Reviewing these accomplishments within the confines of a brief essay is a daunting task. Nonetheless, in the pages that follow, I will offer a window into the storehouse of Sugarman’s work, which examines virtually every aspect of the U.S. system for addressing causal responsibility on behalf of those suffering personal injury at the hands of others.[3]
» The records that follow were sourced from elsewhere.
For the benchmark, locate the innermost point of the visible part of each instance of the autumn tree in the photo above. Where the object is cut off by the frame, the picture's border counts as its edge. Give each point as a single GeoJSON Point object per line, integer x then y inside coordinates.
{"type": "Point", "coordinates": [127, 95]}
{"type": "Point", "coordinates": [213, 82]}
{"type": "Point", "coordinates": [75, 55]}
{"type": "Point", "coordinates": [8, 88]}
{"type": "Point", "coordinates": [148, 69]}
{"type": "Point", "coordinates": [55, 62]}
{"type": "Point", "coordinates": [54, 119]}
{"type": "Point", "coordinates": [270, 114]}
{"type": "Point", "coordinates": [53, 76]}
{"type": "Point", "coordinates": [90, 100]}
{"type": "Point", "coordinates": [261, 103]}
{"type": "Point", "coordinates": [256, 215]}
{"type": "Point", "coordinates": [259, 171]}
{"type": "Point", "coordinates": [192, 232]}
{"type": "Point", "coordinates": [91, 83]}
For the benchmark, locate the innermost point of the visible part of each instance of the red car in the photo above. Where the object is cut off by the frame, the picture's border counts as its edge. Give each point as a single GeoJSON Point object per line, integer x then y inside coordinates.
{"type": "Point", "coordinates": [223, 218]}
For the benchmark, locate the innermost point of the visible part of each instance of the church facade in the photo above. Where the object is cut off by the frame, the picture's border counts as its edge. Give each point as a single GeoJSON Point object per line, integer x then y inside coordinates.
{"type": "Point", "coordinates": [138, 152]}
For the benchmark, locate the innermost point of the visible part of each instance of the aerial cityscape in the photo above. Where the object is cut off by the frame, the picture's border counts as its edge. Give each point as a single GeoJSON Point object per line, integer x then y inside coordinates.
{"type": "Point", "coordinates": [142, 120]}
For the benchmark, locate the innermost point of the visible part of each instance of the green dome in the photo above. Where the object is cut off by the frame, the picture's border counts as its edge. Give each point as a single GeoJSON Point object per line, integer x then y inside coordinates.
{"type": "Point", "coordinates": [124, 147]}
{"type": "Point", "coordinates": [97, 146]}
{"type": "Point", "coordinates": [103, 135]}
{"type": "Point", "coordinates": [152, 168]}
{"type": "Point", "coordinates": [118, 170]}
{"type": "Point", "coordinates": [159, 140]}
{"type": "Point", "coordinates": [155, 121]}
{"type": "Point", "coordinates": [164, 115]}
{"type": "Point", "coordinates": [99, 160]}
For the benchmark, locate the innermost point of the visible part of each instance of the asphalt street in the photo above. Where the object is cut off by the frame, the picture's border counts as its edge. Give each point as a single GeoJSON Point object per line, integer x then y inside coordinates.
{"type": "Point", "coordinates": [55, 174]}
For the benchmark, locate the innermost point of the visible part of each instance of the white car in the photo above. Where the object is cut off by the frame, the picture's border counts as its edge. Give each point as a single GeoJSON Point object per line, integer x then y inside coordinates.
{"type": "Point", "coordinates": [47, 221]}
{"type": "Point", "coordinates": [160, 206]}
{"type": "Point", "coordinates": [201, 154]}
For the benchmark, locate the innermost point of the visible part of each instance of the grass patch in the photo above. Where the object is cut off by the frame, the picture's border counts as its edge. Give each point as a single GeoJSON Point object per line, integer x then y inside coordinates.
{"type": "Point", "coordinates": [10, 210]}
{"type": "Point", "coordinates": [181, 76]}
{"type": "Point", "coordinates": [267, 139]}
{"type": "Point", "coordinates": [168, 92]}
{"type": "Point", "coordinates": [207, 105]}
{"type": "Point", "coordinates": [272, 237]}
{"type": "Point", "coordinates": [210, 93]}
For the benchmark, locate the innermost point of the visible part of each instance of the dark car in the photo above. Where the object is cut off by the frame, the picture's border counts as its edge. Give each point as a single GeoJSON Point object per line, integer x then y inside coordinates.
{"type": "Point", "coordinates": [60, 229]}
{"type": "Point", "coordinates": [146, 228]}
My coverage will unfold as follows. I begin with Sugarman’s landmark initial excursion into the world of tort law—ironically, one might say—in which he advocated the replacement of tort with a social insurance scheme. Next, I discuss his more focused tort-replacement studies in the world of no-fault liability. Then, I examine his critiques of tort doctrine and his interdisciplinary perspectives on the system, which include historical and jurisprudential perspectives.[4] I conclude on a personal note.

Table of Contents Show

    II. Sugarman’s Opening Volley: Doing Away with Personal Injury Law

    By 1989, when Sugarman published Doing Away with Personal Injury Law, tort law had arisen from a half century of slumber. Judge Cardozo’s 1916 landmark opinion in MacPherson v. Buick Motor Co. had opened the gateway to the possibility of a robust negligence doctrine unshackled from the no-duty constraints that had burdened nineteenth-century tort law.[5] But notwithstanding MacPherson, tort doctrine had largely stagnated for another half century. Then, beginning roughly in the mid-1960s, tort law came to adopt more expansive duties of due care and a mixed system of strict and risk-benefit liability for defective products.[6] In the latter part of this new era of doctrinal expansion, legal academics—ranging from scholars of a libertarian and corrective justice bent to a boldly activated law and economics movement—generated a lively ideological debate over the optimal system of principles for assessing responsibility in tort.[7]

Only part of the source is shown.